Concerning Variant Alert: XBB.1.5
The Evidence of How COVID damages the immune system and persists in organs
Coal variant ? See why.
XBB.1.5 has a 194% growth advantage, based on the latest data. Compare that to BQ.1.1 which has a 48% growth advantage. BQ.1.1 grew at a relatively slow pace compared to this. It is closer to how fast BA.1, the original Omicron ripped through our society last January. Similar to BA.1, it evades any existing immunity from prior infection or in this case, the bivalent boosters. It is evading antibodies so anyone can be infected but we don't know if the T-cells gained in effectiveness with the booster, against this variant. If someone is near an infected person and breath enough viral particles into your body then you will become infected. Enough isn't necessarily that many.
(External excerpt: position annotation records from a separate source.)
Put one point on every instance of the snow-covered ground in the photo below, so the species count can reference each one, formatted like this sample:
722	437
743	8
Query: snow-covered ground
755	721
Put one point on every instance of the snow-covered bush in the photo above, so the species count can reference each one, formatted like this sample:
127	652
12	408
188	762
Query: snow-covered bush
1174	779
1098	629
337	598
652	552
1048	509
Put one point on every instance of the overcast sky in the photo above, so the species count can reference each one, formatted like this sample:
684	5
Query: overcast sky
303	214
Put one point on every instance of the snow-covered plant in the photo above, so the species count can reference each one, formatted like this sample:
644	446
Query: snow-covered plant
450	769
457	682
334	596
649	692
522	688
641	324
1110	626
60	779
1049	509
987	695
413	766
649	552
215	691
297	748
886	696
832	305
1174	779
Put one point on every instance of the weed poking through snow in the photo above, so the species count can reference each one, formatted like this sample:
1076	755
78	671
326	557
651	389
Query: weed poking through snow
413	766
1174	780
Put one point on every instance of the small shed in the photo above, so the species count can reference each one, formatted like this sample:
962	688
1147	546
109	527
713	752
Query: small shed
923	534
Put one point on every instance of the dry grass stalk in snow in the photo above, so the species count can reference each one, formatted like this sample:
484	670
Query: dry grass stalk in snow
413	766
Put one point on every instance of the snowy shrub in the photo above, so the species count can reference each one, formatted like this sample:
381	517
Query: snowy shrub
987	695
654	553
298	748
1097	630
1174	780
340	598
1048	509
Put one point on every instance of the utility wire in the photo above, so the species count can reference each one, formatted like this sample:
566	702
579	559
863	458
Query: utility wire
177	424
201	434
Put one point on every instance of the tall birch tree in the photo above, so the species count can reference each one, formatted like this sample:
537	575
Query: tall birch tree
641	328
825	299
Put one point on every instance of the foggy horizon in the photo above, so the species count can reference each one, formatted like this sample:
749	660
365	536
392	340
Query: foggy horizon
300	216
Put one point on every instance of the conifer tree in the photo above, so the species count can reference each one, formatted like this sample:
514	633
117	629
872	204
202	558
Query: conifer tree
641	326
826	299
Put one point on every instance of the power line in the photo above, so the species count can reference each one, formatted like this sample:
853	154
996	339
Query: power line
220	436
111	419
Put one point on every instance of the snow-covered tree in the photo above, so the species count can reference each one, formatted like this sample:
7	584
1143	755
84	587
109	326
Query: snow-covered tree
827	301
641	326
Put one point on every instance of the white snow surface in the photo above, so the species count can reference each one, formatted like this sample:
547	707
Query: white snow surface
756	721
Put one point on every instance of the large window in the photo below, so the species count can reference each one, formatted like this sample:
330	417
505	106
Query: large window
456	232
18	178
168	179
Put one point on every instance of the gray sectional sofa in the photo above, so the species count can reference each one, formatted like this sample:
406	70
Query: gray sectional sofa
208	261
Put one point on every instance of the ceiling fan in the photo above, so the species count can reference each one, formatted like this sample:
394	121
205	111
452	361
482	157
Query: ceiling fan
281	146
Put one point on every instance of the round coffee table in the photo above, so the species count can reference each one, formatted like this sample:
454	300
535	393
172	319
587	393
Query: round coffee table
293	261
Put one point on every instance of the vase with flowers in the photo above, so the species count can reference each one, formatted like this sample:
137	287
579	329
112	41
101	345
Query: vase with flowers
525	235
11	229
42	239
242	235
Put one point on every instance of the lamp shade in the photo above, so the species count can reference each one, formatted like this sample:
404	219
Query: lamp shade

Once inside our body, it will bind with the nearest ACE-2 receptors. We have many of these in our noses, throat, eyes, and inside our ears so the virus has a lot of potential targets to hit.
XBB.1.5, aka the Coal variant until said otherwise, is looking like a U.S.-born sub-variant of XBB.1. Likely originating in NY or the NY region. Maybe from a coal region. Why call it the Coal variant? This variant, and the others like it, are what many scientists have been warning about. We have been told that COVID is evolving to bypass and suppress our immune system. We have been told it continues to become more contagious. Let's hope Coal is mild enough for most people but there is little doubt that this will end up killing thousands of people during the initial infection and thousands more in the months and years ahead. This is a fitting name that reflects the situation. We don't behave and we get Coal for Christmas. What do you think?
How do we know the Coal variant (XBB.1.5) will kill thousands? First lets keep in mind that on average, 400 people are dying every day from COVID, in the U.S. We know this because of XBB.1's high level of immune escape and suppression. For example, this study says, "This immunoevasion is consistently seen in patients with a different history of vaccination or infection. Since patients infected with BA.5.2 might not elicit neutralizing antibody against XBB sublineage, patients who have been infected with BA.5 or those with bivalent vaccine might have a higher risk of reinfection or vaccine breakthrough infection from XBB sublineage than previous sublineages."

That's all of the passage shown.